Howard Newman
- Born
- Elizabeth, New Jersey, United States
- Biography
Howard Newman studied at Miami University of Ohio and received an M.F.A degree from the Rhode Island School of Design in 1971, the year he won a Fulbright grant to work in Italy. Although he has recently exhibited paintings, Newman is best known for drawings and bronzes that are reminiscent of Umberto Boccioni's Futurist sculpture and [Raymond] Duchamp-Villon's mechanical abstractions. Newman combines elements of human figures and machines into tightly interlocking geometric shapes that he assembles from separately cast pieces. Until recently he employed smooth, highly polished surfaces and uniform patinas. In his new sculpture, however, Newman permits surfaces to show marks of their original development in clay, a major stylistic transformation from the mechanical flawlessness of his earlier work.

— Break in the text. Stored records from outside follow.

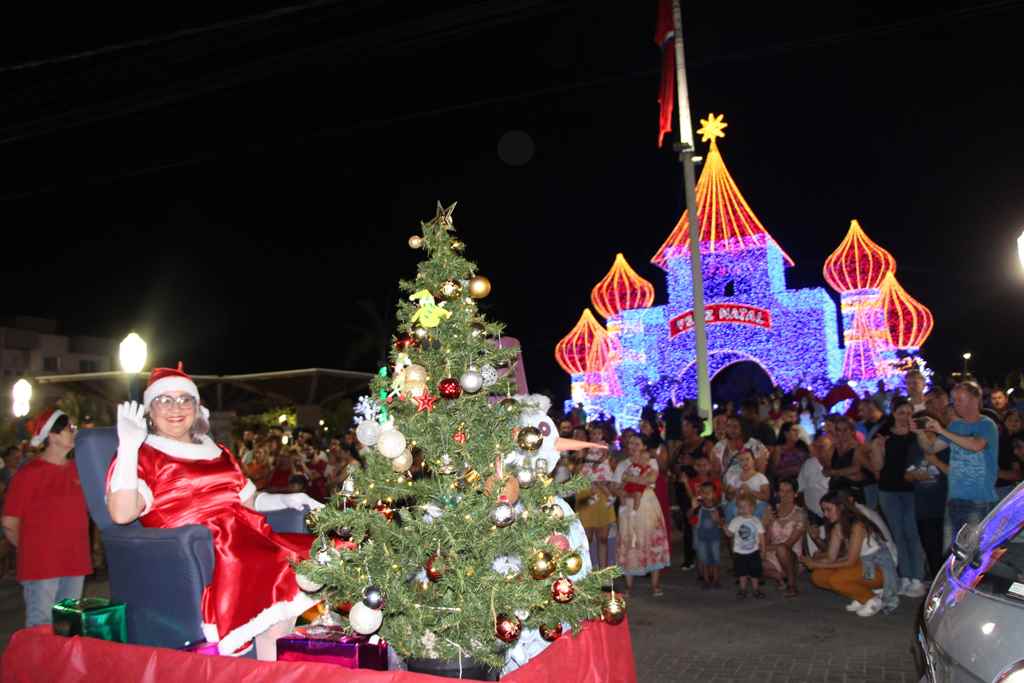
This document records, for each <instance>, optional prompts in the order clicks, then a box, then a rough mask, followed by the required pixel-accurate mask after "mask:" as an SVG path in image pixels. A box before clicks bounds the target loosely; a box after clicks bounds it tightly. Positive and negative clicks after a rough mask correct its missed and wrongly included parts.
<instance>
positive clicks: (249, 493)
mask: <svg viewBox="0 0 1024 683" xmlns="http://www.w3.org/2000/svg"><path fill="white" fill-rule="evenodd" d="M255 495H256V484H254V483H253V480H252V479H246V485H245V486H243V487H242V490H240V492H239V500H240V501H242V502H243V503H245V502H246V501H248V500H249V499H250V498H252V497H253V496H255Z"/></svg>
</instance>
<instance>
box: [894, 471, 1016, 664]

Virginia M. Mecklenburg Modern American Realism: The Sara Roby Foundation Collection (Washington, D.C.: Smithsonian Institution Press for the National Museum of American Art, 1987)
- Luce Artist Biography
Howard Newman studied silversmithing at the Rhode Island School of Design. After graduating in 1971, he received a Fulbright grant to study in Italy and spent a year working in the Tuscan foundries. His work is influenced by his experience as a Jewish American, appreciating all the freedoms of this country but living under the shadow of twentieth-century history. His dark and threatening images of women and animals as warriors suggest a deep-seated fear of modern technology.